Politica ferma al palo – La questione è trita e ritrita. Tra dumping salariale e altre variabili (tra cui l’irresponsabilità di alcuni proprietari d’impresa), il Ticino sembra non essere più attrattivo per i lavoratori, soprattutto per quelli particolarmente qualificati. Finora la politica, nonostante i buoni propositi, non è riuscita a smuovere le acque in maniera significativa.
La realtà dei fatti – Christian Vitta, direttore del Dipartimento cantonale delle finanze e dell’economia (DFE), osserva: «Se, da un lato, il tessuto economico ticinese è in grado di offrire interessanti opportunità di lavoro, in svariati ambiti, con una richiesta sempre più marcata di profili qualificati, dall’altro, ci sono purtroppo dei settori dove le pressioni salariali, dettate dalla particolare collocazione del nostro Cantone a cavallo della frontiera, minano la qualità di questi impieghi».
Un’adeguata sorveglianza – Pressioni che vanno contrastate favorendo lo sviluppo di settori economici innovativi e con impieghi adeguatamente remunerati. «Nonché – riprende Vitta – garantendo un’adeguata sorveglianza del mercato del lavoro e un’attuazione sistematica delle misure di accompagnamento alla libera circolazione».

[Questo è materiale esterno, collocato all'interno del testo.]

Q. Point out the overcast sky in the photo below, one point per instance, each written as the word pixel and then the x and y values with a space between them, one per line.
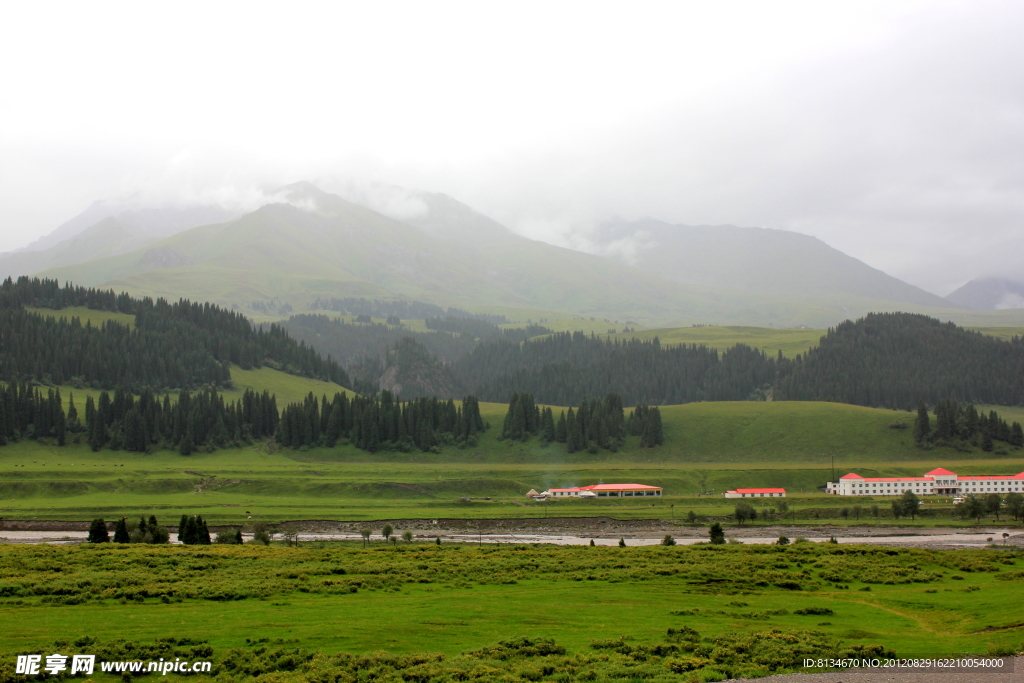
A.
pixel 893 131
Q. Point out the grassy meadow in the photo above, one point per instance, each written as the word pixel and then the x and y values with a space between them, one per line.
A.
pixel 511 612
pixel 710 447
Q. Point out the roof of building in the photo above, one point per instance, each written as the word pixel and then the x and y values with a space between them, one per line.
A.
pixel 937 472
pixel 620 486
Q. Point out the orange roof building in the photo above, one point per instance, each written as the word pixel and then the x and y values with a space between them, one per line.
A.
pixel 939 481
pixel 756 493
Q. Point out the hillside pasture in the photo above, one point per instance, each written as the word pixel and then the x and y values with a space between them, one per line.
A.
pixel 653 611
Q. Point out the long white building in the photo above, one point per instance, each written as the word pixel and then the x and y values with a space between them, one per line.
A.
pixel 939 481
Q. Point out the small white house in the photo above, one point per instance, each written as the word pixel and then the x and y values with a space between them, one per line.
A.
pixel 756 493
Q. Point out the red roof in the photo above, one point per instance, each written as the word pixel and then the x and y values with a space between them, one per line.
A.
pixel 620 486
pixel 989 477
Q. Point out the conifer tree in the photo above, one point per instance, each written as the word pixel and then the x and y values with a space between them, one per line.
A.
pixel 98 532
pixel 922 426
pixel 121 531
pixel 202 532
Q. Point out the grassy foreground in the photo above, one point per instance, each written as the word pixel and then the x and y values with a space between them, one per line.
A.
pixel 590 613
pixel 710 447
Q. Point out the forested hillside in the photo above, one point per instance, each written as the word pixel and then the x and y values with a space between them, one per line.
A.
pixel 898 359
pixel 172 345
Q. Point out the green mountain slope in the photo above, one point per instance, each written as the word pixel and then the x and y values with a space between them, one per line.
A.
pixel 103 230
pixel 317 245
pixel 759 259
pixel 333 248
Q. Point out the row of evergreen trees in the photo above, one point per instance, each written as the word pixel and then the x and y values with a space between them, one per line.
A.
pixel 203 420
pixel 27 413
pixel 594 425
pixel 898 359
pixel 380 423
pixel 563 368
pixel 193 530
pixel 954 423
pixel 170 345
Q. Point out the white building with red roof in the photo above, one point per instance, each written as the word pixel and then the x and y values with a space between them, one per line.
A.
pixel 756 493
pixel 605 491
pixel 939 481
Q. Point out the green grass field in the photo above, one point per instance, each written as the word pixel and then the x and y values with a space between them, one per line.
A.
pixel 770 340
pixel 734 609
pixel 710 447
pixel 96 317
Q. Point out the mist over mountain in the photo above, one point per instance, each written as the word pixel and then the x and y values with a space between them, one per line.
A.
pixel 309 245
pixel 989 294
pixel 754 259
pixel 107 228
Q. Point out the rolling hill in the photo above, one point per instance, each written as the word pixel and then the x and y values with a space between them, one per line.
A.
pixel 989 294
pixel 315 244
pixel 105 229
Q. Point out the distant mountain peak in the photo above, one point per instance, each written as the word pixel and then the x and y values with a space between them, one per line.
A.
pixel 989 294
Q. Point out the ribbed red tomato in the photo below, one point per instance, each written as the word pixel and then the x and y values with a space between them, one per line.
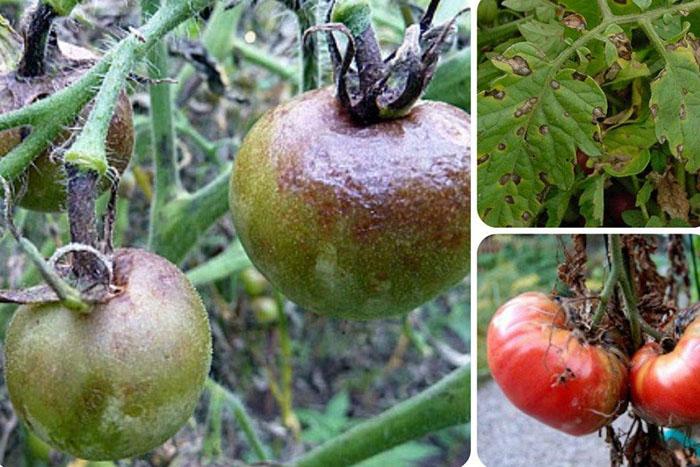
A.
pixel 666 387
pixel 548 372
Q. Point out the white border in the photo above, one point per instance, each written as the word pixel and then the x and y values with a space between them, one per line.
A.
pixel 479 231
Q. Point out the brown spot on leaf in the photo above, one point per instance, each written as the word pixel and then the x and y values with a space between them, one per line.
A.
pixel 574 21
pixel 496 94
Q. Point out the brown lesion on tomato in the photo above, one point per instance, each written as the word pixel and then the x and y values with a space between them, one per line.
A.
pixel 393 188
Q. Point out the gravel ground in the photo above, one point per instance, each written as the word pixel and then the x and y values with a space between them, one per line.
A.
pixel 507 437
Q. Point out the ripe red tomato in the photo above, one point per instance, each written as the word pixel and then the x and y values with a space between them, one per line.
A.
pixel 548 372
pixel 666 387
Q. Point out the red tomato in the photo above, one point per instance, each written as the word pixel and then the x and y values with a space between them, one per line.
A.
pixel 666 387
pixel 547 372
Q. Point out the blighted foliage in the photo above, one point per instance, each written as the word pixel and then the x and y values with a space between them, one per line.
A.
pixel 587 117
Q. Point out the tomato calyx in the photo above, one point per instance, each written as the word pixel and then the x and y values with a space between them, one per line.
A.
pixel 382 88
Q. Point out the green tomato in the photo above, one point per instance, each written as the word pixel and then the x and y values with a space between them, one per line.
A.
pixel 355 222
pixel 265 309
pixel 121 380
pixel 254 283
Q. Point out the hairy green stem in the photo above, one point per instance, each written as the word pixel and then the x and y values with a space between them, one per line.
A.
pixel 167 180
pixel 696 272
pixel 36 34
pixel 242 417
pixel 187 216
pixel 88 151
pixel 50 115
pixel 69 296
pixel 608 289
pixel 442 405
pixel 310 70
pixel 231 261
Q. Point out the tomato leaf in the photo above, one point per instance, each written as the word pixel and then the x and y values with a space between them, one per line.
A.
pixel 675 105
pixel 530 123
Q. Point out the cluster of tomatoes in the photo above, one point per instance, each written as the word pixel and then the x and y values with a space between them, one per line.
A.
pixel 551 373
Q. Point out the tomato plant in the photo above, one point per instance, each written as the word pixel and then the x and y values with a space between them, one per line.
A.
pixel 342 196
pixel 548 372
pixel 664 384
pixel 622 341
pixel 130 370
pixel 108 349
pixel 609 80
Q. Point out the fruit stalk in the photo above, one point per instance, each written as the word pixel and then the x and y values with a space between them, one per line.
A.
pixel 306 17
pixel 81 196
pixel 442 405
pixel 357 16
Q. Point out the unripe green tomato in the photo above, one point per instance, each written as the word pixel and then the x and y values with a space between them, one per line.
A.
pixel 265 310
pixel 121 380
pixel 254 283
pixel 355 222
pixel 45 179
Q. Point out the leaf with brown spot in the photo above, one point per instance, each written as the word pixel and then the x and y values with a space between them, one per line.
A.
pixel 540 118
pixel 675 101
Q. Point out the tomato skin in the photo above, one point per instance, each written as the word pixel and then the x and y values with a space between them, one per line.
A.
pixel 549 374
pixel 121 380
pixel 666 387
pixel 349 221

Paradossi ticinesi – Per ora tutto questo resta puramente teoria. Se ci sono misure di accompagnamento alla libera circolazione e relativi controlli, verrebbe da chiedersi perché esistono ancora aziende che pagano 1.800 franchi di stipendio per un tempo pieno. Vitta spiega: «In questo contesto, è necessario anche promuovere ulteriormente una sana cultura imprenditoriale, che contraddistingue la maggior parte delle aziende del nostro Cantone».
Gli obiettivi del consigliere – «Nel corso di questa nuova legislatura – sostiene Vitta –, il DFE intende porre una particolare attenzione al tema della “responsabilità sociale delle imprese”, permettendo al Ticino di consolidare il proprio tessuto economico, la sua competitività e la sua attrattività per determinati profili professionali. Inoltre, è necessario favorire un dialogo e una collaborazione tra il mondo della ricerca accademica e quello imprenditoriale, con lo scopo di promuovere nuove attività orientate al futuro».